A diet of hate and fear is profoundly unwholesome. For every waking moment to be filled with a noxious stream of paranoia undermines vitality, it drains the spirit. It was his pain, that legacy of bereavement and his inability to articulate his grief that drew him to this procession of apocalyptic venom-spitting evangelical radio preachers.

It was only after he sold the truck and began working with a crew of supportive, nurturing friends that this hyper-stimulated state engendered by a toxic mix of isolation and pain began to dissipate. He sent me a letter on yellow legal stock apologising for preaching when we should have been talking.

My arrogance was such that I, by way of response, left a message with a relative who frequently talks with him requesting that he download Skype. I considered snail mail too quaint, too outdated for a busy, published author of my standing.

It was nigh on eight years since I ejected religious superstition from my life.
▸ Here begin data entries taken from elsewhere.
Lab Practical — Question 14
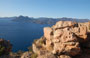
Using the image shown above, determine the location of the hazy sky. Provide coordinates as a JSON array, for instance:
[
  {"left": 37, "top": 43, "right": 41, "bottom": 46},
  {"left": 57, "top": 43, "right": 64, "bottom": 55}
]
[{"left": 0, "top": 0, "right": 90, "bottom": 19}]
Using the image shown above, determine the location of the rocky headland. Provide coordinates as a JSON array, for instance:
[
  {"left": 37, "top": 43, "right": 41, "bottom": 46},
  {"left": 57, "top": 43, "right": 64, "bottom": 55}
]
[{"left": 0, "top": 21, "right": 90, "bottom": 58}]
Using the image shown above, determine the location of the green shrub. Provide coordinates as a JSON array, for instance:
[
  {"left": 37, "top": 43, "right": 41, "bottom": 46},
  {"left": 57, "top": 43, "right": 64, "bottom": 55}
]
[
  {"left": 31, "top": 53, "right": 37, "bottom": 58},
  {"left": 28, "top": 46, "right": 33, "bottom": 52}
]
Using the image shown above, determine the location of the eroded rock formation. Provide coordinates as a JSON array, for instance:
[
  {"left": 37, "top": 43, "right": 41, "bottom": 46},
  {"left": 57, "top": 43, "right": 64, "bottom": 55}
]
[{"left": 33, "top": 21, "right": 90, "bottom": 58}]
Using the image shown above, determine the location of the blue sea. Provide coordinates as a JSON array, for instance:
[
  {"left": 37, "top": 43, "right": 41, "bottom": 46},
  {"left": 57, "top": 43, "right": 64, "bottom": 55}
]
[{"left": 0, "top": 19, "right": 50, "bottom": 52}]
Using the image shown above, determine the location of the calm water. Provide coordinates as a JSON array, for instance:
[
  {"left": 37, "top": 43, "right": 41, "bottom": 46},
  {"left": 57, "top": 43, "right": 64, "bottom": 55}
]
[{"left": 0, "top": 19, "right": 50, "bottom": 52}]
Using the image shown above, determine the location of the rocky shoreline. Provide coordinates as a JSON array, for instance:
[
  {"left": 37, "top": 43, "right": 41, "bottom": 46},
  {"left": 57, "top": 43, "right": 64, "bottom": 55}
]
[{"left": 0, "top": 21, "right": 90, "bottom": 58}]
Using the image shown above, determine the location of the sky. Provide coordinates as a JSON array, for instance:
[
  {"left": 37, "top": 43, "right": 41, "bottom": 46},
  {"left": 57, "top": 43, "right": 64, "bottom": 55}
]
[{"left": 0, "top": 0, "right": 90, "bottom": 19}]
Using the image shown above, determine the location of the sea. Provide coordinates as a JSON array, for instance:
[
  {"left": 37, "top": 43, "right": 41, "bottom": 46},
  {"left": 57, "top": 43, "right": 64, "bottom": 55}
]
[{"left": 0, "top": 19, "right": 51, "bottom": 52}]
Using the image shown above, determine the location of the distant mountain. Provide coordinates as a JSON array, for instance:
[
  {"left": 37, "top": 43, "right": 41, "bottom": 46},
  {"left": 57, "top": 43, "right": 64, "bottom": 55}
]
[{"left": 0, "top": 15, "right": 90, "bottom": 24}]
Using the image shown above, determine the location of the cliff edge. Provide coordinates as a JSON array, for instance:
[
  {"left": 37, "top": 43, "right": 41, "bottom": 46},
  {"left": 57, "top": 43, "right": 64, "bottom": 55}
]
[{"left": 32, "top": 21, "right": 90, "bottom": 58}]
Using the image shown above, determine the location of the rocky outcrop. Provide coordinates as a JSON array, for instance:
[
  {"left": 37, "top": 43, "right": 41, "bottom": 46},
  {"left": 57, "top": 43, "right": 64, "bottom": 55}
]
[
  {"left": 33, "top": 21, "right": 90, "bottom": 58},
  {"left": 0, "top": 39, "right": 12, "bottom": 55}
]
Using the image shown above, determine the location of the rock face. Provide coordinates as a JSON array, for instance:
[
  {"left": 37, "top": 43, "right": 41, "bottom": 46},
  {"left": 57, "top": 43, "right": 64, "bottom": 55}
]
[
  {"left": 0, "top": 39, "right": 12, "bottom": 55},
  {"left": 33, "top": 21, "right": 90, "bottom": 58}
]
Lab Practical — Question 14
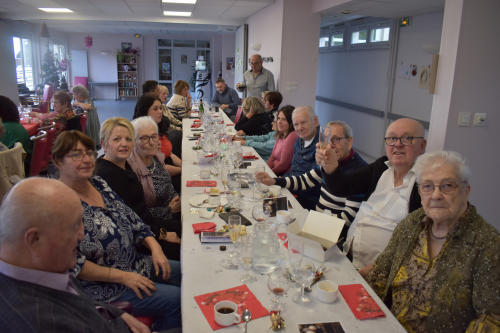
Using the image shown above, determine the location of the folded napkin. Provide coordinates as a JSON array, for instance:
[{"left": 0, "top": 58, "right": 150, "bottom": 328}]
[
  {"left": 186, "top": 180, "right": 217, "bottom": 187},
  {"left": 194, "top": 285, "right": 269, "bottom": 331},
  {"left": 193, "top": 222, "right": 217, "bottom": 235},
  {"left": 339, "top": 284, "right": 385, "bottom": 320}
]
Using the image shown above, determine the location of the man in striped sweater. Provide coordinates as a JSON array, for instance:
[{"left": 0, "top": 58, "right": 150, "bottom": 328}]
[{"left": 256, "top": 121, "right": 368, "bottom": 241}]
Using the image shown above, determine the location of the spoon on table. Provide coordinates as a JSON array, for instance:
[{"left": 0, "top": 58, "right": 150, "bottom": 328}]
[{"left": 242, "top": 309, "right": 252, "bottom": 333}]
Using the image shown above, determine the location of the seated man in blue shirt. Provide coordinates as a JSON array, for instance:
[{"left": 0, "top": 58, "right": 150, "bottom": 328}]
[{"left": 212, "top": 78, "right": 241, "bottom": 117}]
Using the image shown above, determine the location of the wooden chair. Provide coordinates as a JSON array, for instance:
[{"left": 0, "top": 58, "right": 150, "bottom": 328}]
[
  {"left": 0, "top": 142, "right": 26, "bottom": 205},
  {"left": 29, "top": 131, "right": 47, "bottom": 177}
]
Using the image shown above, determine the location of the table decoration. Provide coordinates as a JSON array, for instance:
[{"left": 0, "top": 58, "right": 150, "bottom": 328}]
[{"left": 194, "top": 285, "right": 269, "bottom": 331}]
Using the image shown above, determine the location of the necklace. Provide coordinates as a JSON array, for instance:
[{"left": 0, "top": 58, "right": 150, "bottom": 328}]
[{"left": 429, "top": 223, "right": 448, "bottom": 239}]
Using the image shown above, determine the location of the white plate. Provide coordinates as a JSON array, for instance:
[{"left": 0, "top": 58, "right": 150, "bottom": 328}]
[{"left": 189, "top": 194, "right": 227, "bottom": 208}]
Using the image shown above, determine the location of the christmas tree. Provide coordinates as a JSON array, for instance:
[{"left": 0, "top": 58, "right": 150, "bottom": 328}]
[{"left": 37, "top": 44, "right": 59, "bottom": 93}]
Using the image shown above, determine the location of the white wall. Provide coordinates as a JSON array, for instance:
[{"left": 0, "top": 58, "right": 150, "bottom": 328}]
[
  {"left": 222, "top": 34, "right": 236, "bottom": 89},
  {"left": 0, "top": 21, "right": 19, "bottom": 105},
  {"left": 392, "top": 12, "right": 444, "bottom": 121}
]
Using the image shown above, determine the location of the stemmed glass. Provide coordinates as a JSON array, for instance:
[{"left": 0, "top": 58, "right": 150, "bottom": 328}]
[
  {"left": 292, "top": 260, "right": 316, "bottom": 304},
  {"left": 240, "top": 234, "right": 257, "bottom": 283},
  {"left": 318, "top": 126, "right": 332, "bottom": 166},
  {"left": 267, "top": 269, "right": 290, "bottom": 312},
  {"left": 278, "top": 223, "right": 288, "bottom": 259},
  {"left": 252, "top": 205, "right": 271, "bottom": 222},
  {"left": 227, "top": 215, "right": 241, "bottom": 258},
  {"left": 220, "top": 168, "right": 230, "bottom": 196}
]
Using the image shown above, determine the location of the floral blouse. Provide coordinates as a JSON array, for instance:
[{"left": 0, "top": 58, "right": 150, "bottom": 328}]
[{"left": 74, "top": 176, "right": 154, "bottom": 302}]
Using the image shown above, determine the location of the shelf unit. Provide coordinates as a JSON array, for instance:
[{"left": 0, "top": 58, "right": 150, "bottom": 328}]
[{"left": 116, "top": 53, "right": 139, "bottom": 99}]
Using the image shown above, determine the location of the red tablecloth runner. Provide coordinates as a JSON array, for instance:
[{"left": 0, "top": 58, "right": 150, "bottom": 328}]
[
  {"left": 194, "top": 285, "right": 269, "bottom": 331},
  {"left": 339, "top": 284, "right": 385, "bottom": 320},
  {"left": 21, "top": 123, "right": 40, "bottom": 136}
]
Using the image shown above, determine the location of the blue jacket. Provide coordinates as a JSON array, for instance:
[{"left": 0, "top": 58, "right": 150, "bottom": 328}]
[
  {"left": 212, "top": 86, "right": 241, "bottom": 116},
  {"left": 283, "top": 127, "right": 321, "bottom": 201}
]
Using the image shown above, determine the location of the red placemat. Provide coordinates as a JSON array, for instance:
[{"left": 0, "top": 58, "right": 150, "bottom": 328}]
[
  {"left": 339, "top": 284, "right": 385, "bottom": 320},
  {"left": 186, "top": 180, "right": 217, "bottom": 187},
  {"left": 194, "top": 285, "right": 269, "bottom": 331}
]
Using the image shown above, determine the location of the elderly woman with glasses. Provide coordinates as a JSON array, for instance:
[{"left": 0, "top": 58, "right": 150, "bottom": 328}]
[
  {"left": 368, "top": 151, "right": 500, "bottom": 333},
  {"left": 234, "top": 96, "right": 272, "bottom": 136},
  {"left": 127, "top": 117, "right": 181, "bottom": 221},
  {"left": 52, "top": 131, "right": 181, "bottom": 330},
  {"left": 71, "top": 84, "right": 101, "bottom": 150}
]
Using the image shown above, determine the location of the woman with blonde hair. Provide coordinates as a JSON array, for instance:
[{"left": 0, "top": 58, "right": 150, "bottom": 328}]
[
  {"left": 167, "top": 80, "right": 191, "bottom": 121},
  {"left": 234, "top": 96, "right": 273, "bottom": 136}
]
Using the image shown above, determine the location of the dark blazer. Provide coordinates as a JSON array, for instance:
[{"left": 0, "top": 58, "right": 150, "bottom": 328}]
[
  {"left": 0, "top": 274, "right": 130, "bottom": 333},
  {"left": 323, "top": 156, "right": 422, "bottom": 213}
]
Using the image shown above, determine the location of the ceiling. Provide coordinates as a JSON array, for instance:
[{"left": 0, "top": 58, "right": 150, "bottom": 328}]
[
  {"left": 318, "top": 0, "right": 445, "bottom": 26},
  {"left": 0, "top": 0, "right": 274, "bottom": 36}
]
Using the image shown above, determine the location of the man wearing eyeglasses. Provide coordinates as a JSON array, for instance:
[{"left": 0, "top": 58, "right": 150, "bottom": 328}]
[
  {"left": 316, "top": 118, "right": 427, "bottom": 275},
  {"left": 243, "top": 54, "right": 276, "bottom": 98}
]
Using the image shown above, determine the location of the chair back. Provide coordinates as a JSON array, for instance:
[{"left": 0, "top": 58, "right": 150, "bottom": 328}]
[
  {"left": 73, "top": 76, "right": 88, "bottom": 88},
  {"left": 0, "top": 142, "right": 26, "bottom": 205},
  {"left": 29, "top": 131, "right": 47, "bottom": 177},
  {"left": 79, "top": 111, "right": 89, "bottom": 133},
  {"left": 234, "top": 106, "right": 243, "bottom": 124}
]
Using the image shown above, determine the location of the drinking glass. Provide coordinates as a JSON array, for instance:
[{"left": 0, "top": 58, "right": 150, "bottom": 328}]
[
  {"left": 227, "top": 215, "right": 241, "bottom": 258},
  {"left": 278, "top": 223, "right": 288, "bottom": 259},
  {"left": 267, "top": 269, "right": 291, "bottom": 312},
  {"left": 318, "top": 126, "right": 332, "bottom": 166},
  {"left": 288, "top": 239, "right": 304, "bottom": 270},
  {"left": 252, "top": 205, "right": 271, "bottom": 222},
  {"left": 220, "top": 168, "right": 230, "bottom": 197},
  {"left": 240, "top": 234, "right": 257, "bottom": 283},
  {"left": 292, "top": 260, "right": 316, "bottom": 305}
]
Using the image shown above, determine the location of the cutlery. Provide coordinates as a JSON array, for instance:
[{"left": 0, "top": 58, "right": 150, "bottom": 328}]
[{"left": 242, "top": 309, "right": 252, "bottom": 333}]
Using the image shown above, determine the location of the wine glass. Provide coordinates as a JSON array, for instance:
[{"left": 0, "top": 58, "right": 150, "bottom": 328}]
[
  {"left": 227, "top": 215, "right": 241, "bottom": 258},
  {"left": 292, "top": 260, "right": 316, "bottom": 305},
  {"left": 278, "top": 223, "right": 288, "bottom": 259},
  {"left": 318, "top": 126, "right": 332, "bottom": 166},
  {"left": 220, "top": 168, "right": 230, "bottom": 196},
  {"left": 252, "top": 205, "right": 271, "bottom": 222},
  {"left": 240, "top": 234, "right": 257, "bottom": 283},
  {"left": 267, "top": 269, "right": 291, "bottom": 312}
]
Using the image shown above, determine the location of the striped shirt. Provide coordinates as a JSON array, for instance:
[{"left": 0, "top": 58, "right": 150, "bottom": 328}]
[{"left": 167, "top": 94, "right": 191, "bottom": 121}]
I left it behind me on the cerebral scrapheap, that towering monument to the unattainable. I now found comfort in the solidly anchored rationalism of Dawkins and inspiration in Bentham and Mill’s coldly reasoned Utilitarianism. The smug pleasure of my victory over the irrationality of the Christian extremists was bolstered that night by a marathon session immersed in Hitchin’s debates on YouTube.

The sense of consternation that engulfed me as I stared at the broken bits of my wonderful tipper truck scattered on the doormat at the foot of the stairs darkened my life. It was a bitter lesson. It marked the end of that phase of childhood innocence. Wariness flooded in to take its place. This was the paradigm shift that nudged the child over the cosseted threshold of toddlerhood into a harsher world where the things you love can be broken, a world where pain and loss are inevitable.

Sometimes a person experiences an event that alienates him from his fellows, that leaves him feeling untethered and insecure. In his efforts to rebalance, he will do everything in his power to level the field, consequences notwithstanding.